A :class:`NotifyingAction` is a dialog action which potentially sends
a notification.  It has three dialog fields ("subject", "body" and a
checkbox "silent").  You can have non-dialog actions (or actions with
some other dialog than a simple subject and body) which build a custom
subject and body and emit a notification.  If the emitting object also
has a method :meth:`emit_system_note`, then this is being called as
well.



Local configuration
===================

.. setting:: CHANNEL_LAYERS

This plugin inspects some process parameters in order to automagically set a
default value for the :setting:`CHANNEL_LAYERS` setting.

>>> from django.conf import settings
>>> from lino.core.utils import is_devserver
>>> is_devserver()
True
>>> settings.SITE.use_websockets
True


>>> settings.CHANNEL_LAYERS['default']['BACKEND'] in ['asgiref.inmemory.ChannelLayer','channels_redis.core.RedisChannelLayer']
True
>>> settings.CHANNEL_LAYERS['default'].get('ROUTING','') in ['lino.modlib.notify.routing.channel_routing','']
True



How to configure locally on a production site::

    SITE = Site(...)
    CHANNEL_LAYERS['default']['BACKEND'] = 'asgi_redis.RedisChannelLayer'
    CHANNEL_LAYERS['default']['CONFIG'] = {
    'hosts': [('localhost', 6379)],
    }




Utility functions
=================

.. function:: send_pending_emails_often()
.. function:: send_pending_emails_daily()
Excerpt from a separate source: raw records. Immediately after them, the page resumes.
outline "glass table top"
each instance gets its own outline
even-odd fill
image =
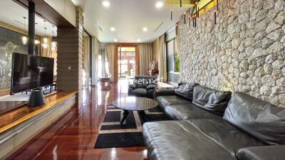
[[[113,105],[125,110],[147,110],[155,108],[158,103],[152,99],[138,97],[126,97],[115,100]]]

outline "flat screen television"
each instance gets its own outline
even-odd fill
[[[51,58],[13,53],[11,95],[52,85]]]

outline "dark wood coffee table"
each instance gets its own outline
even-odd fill
[[[113,105],[117,108],[124,110],[120,124],[123,124],[129,114],[129,111],[138,111],[142,115],[145,116],[145,110],[155,108],[158,103],[152,99],[139,97],[126,97],[115,100]]]

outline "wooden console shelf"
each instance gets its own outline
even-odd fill
[[[46,97],[44,105],[24,105],[0,114],[0,159],[74,107],[76,96],[77,92],[58,92]]]
[[[77,92],[58,92],[56,94],[45,97],[45,105],[37,107],[29,107],[26,105],[0,114],[0,134],[28,119],[48,110],[56,104],[75,96]]]

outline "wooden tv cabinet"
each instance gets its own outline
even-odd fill
[[[45,97],[46,105],[26,105],[0,114],[0,159],[14,151],[74,107],[77,92],[58,92]]]

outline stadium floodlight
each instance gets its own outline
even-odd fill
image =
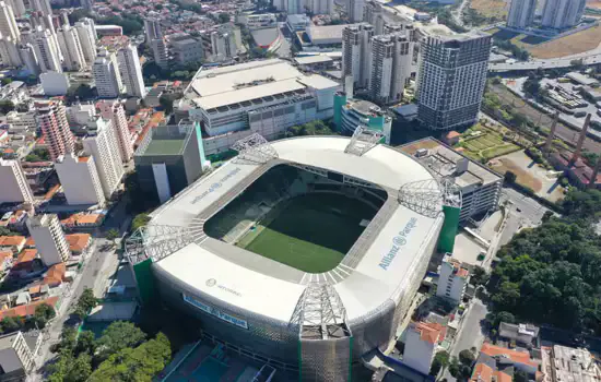
[[[436,217],[443,205],[461,207],[461,190],[450,179],[427,179],[403,184],[399,203],[419,214]]]
[[[126,254],[132,264],[149,258],[158,261],[202,237],[205,237],[202,228],[149,225],[140,227],[126,240]]]
[[[290,325],[298,326],[300,337],[306,338],[349,335],[346,309],[333,286],[328,283],[307,284],[294,308]]]
[[[345,153],[362,156],[369,150],[374,148],[380,142],[384,134],[379,131],[369,130],[362,126],[357,126],[351,138],[351,142],[344,148]]]
[[[266,164],[279,157],[275,148],[259,133],[236,141],[232,148],[238,152],[239,159],[252,163]]]

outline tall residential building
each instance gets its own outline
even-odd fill
[[[19,160],[0,158],[0,203],[33,203],[34,193]]]
[[[94,20],[80,19],[74,25],[80,36],[80,44],[83,50],[83,56],[87,63],[94,62],[96,59],[96,29],[94,28]]]
[[[363,21],[363,9],[365,7],[365,0],[349,0],[349,20],[351,23],[360,23]]]
[[[50,158],[73,153],[73,134],[67,121],[67,110],[60,100],[39,100],[35,103],[37,126],[46,138]]]
[[[57,37],[64,58],[62,61],[64,68],[68,71],[76,72],[84,70],[86,68],[86,60],[78,31],[66,24],[57,31]]]
[[[486,84],[492,37],[474,32],[422,40],[417,119],[432,130],[478,120]]]
[[[110,199],[117,191],[125,174],[113,122],[98,118],[96,121],[96,135],[85,138],[83,147],[86,154],[94,157],[105,198]]]
[[[30,214],[27,228],[44,262],[50,266],[69,260],[71,252],[57,215]]]
[[[374,26],[349,25],[342,31],[342,77],[353,76],[356,87],[367,87],[372,68]]]
[[[375,36],[372,44],[369,96],[379,104],[398,103],[411,73],[411,40],[402,32]]]
[[[0,33],[2,37],[10,37],[13,41],[21,39],[12,7],[5,1],[0,1]]]
[[[542,26],[562,29],[580,22],[586,0],[546,0],[543,8]]]
[[[470,271],[461,267],[461,263],[447,253],[443,258],[439,274],[436,296],[460,303],[468,286]]]
[[[62,73],[60,48],[49,29],[38,31],[34,35],[34,51],[42,72]]]
[[[537,0],[511,0],[507,26],[514,28],[526,28],[534,22],[537,12]]]
[[[113,129],[119,142],[121,162],[128,163],[133,156],[133,142],[131,142],[131,134],[129,133],[123,106],[116,100],[103,100],[99,102],[98,105],[103,118],[113,122]]]
[[[98,97],[117,98],[123,93],[123,83],[114,52],[102,49],[92,65],[92,73],[96,82]]]
[[[7,67],[20,67],[23,64],[19,53],[19,45],[11,37],[0,37],[0,59]]]
[[[144,98],[146,88],[142,76],[142,65],[135,45],[128,45],[117,52],[121,79],[126,85],[126,93],[132,97]]]
[[[76,157],[72,153],[61,155],[55,163],[55,169],[67,203],[70,205],[105,204],[106,199],[94,157]]]
[[[11,5],[12,13],[14,13],[15,17],[20,19],[25,15],[27,10],[23,0],[7,0],[7,3]]]
[[[30,0],[30,5],[34,11],[42,12],[44,15],[51,15],[52,8],[50,7],[50,0]]]

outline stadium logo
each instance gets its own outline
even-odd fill
[[[416,223],[417,219],[415,217],[410,218],[404,229],[392,238],[392,248],[390,248],[388,253],[380,260],[379,267],[388,271],[388,266],[392,264],[392,260],[394,260],[399,251],[406,244],[406,236],[415,228]]]

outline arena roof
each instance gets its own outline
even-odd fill
[[[353,249],[337,268],[308,274],[207,237],[188,243],[154,266],[185,283],[186,289],[282,322],[292,318],[306,284],[316,280],[334,285],[347,320],[360,319],[396,300],[409,283],[420,254],[432,251],[443,222],[441,212],[428,217],[400,204],[397,191],[406,183],[432,180],[433,176],[413,157],[389,146],[376,145],[362,156],[345,153],[350,142],[338,136],[272,142],[276,159],[267,164],[229,160],[155,211],[150,224],[188,226],[205,211],[212,211],[212,216],[217,200],[223,196],[231,201],[241,192],[237,189],[240,184],[247,187],[249,178],[259,177],[276,164],[317,167],[378,184],[388,192],[388,201],[362,237],[370,229],[375,235],[350,262],[346,260]],[[390,261],[382,265],[387,256]]]

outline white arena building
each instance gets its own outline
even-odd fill
[[[306,136],[267,143],[255,134],[238,156],[152,213],[127,241],[142,301],[163,301],[200,320],[205,337],[304,381],[345,381],[353,362],[393,341],[400,320],[460,195],[413,157],[352,139]],[[210,237],[205,222],[276,166],[292,166],[328,192],[381,198],[342,261],[306,273]],[[308,183],[308,182],[306,182]],[[283,198],[313,192],[295,180]]]

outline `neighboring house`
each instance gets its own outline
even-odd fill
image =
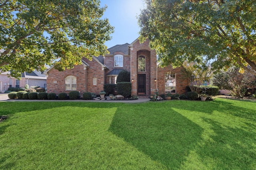
[[[49,68],[49,67],[47,67]],[[30,86],[46,86],[46,77],[43,72],[34,70],[31,73],[24,72],[22,73],[21,79],[18,80],[8,75],[10,71],[0,74],[0,92],[4,93],[9,87],[25,87],[26,84]]]
[[[82,64],[71,70],[60,72],[52,66],[44,72],[47,91],[98,94],[104,84],[116,83],[119,73],[125,69],[131,73],[133,95],[149,95],[158,91],[159,94],[185,93],[189,82],[182,76],[181,68],[160,67],[156,51],[149,43],[141,44],[137,39],[130,44],[115,45],[108,49],[109,54],[94,57],[91,61],[84,58]]]

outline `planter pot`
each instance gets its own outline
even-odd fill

.. function:: clear_seen_messages

    Daily task which deletes messages older than :attr:`remove_after`
    hours.

Choicelists
===========

.. class:: MessageTypes

    The list of possible choices for the `message_type` field
    of a :class:`Message`.

.. class:: MailModes

    How the system should send email notifications to a user.

    .. attribute:: silent

        Disable notifications for this user.

    .. attribute:: never

        Notify in Lino but never send email.


Actions
=======

.. class:: MarkSeen

   Mark this message as seen.

.. class:: MarkAllSeen

   Mark all messages as seen.

.. class:: ClearSeen

   Mark this message as not yet seen.


Templates used by this plugin
=============================

.. xfile:: notify/body.eml

    A Jinja template used for generating the body of the email when
    sending a message per email to its recipient.

    Available context variables:

    - ``obj`` -- The :class:`Message` instance being sent.

    - ``E`` -- The html namespace :mod:`etgen.html`

    - ``rt`` -- The runtime API :mod:`lino.api.rt`

    - ``ar`` -- The action request which caused the message. a
      :class:`BaseRequest <lino.core.requests.BaseRequest>` instance.